THE LUCK OF AN ANGLO-INDIAN


 

iii.                Professor Basu

Professor Basu had lectured in astronomy to students of Presidency College at the University of Calcutta and still in his retirement marked student examination papers. He was now an old man, well into his 80's, a version of an ancient Mahatma Gandhi, frail and feeble. The professor had consented to coach me in trigonometry and I would go to his house on the bazaar side maidan (open space) for an hour twice a week. I'm afraid I disappointed my teacher, who told my parents I showed far more interest in the cows that grazed on the maidan than in mathematics.

My want of focus for mathematical reasoning showed up in my lettering of a figure. Looking to put some romance into trigonometry, I used the name of a girl friend instead of the customary ABCD etc. The girl's name was MARJORIE ROBBINS and I used all but one of the letters, but not the repeats of letters.

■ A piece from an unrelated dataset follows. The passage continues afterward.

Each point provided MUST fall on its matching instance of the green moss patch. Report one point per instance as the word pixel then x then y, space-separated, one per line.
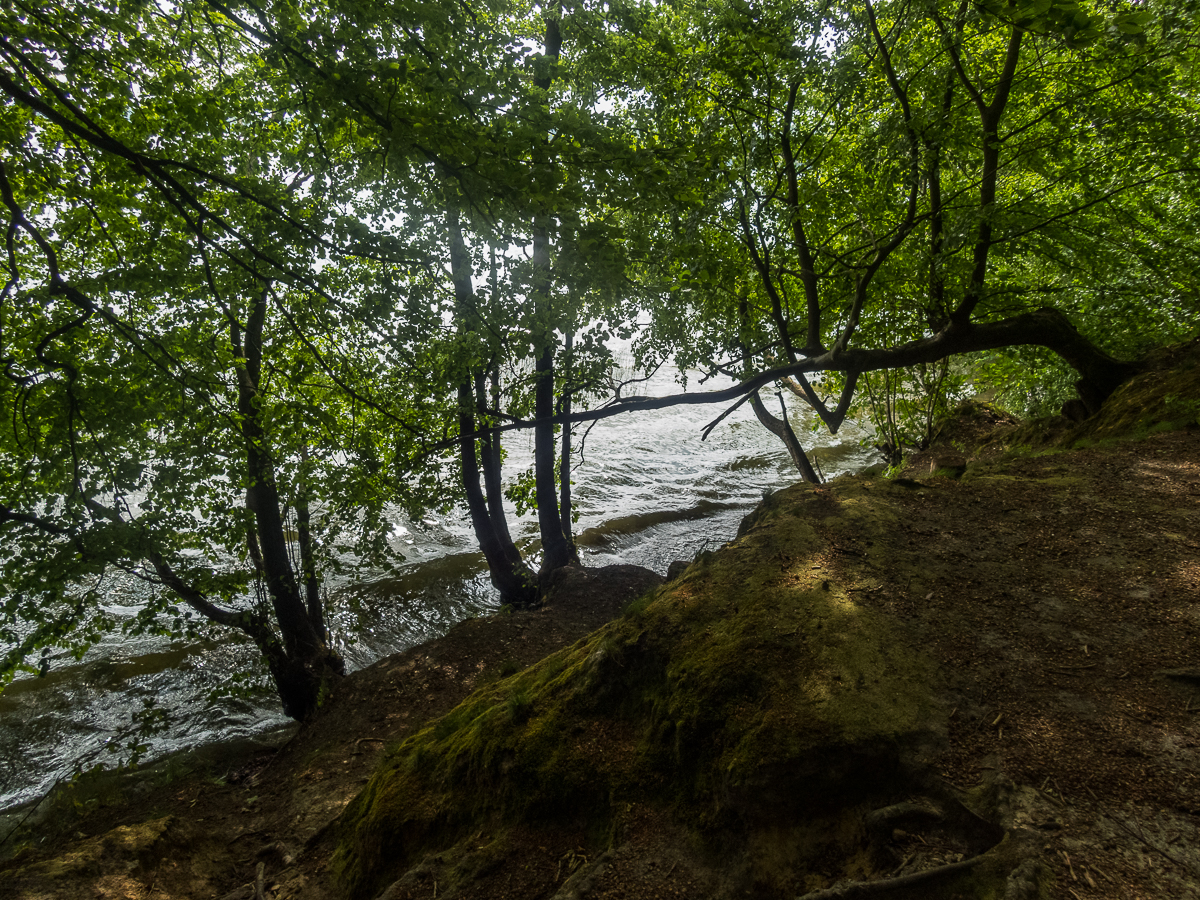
pixel 757 687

Professor Basu carefully studied my diagram, as though working on a problem I had set him. I had taken the precaution to mix up the letters, knowing that putting them in order might provide a brain like the professor's with too easy a clue. After a while the professor handed me my diagram and without looking at it again went through a long proof. I thought this was quite a feat. On my next visit I told the professor I had not understood the proof. Without asking for my diagram, he went through the entire proof. Had he worked out the Marjorie Robbins solution? Perhaps, but what a power of concentration, and that at an advanced age. The only times his wits would leave him, that I saw, were on his rare visits to my parents' home, when he would drink brandy and pass out and would be carried home on the shoulders of one of our servants.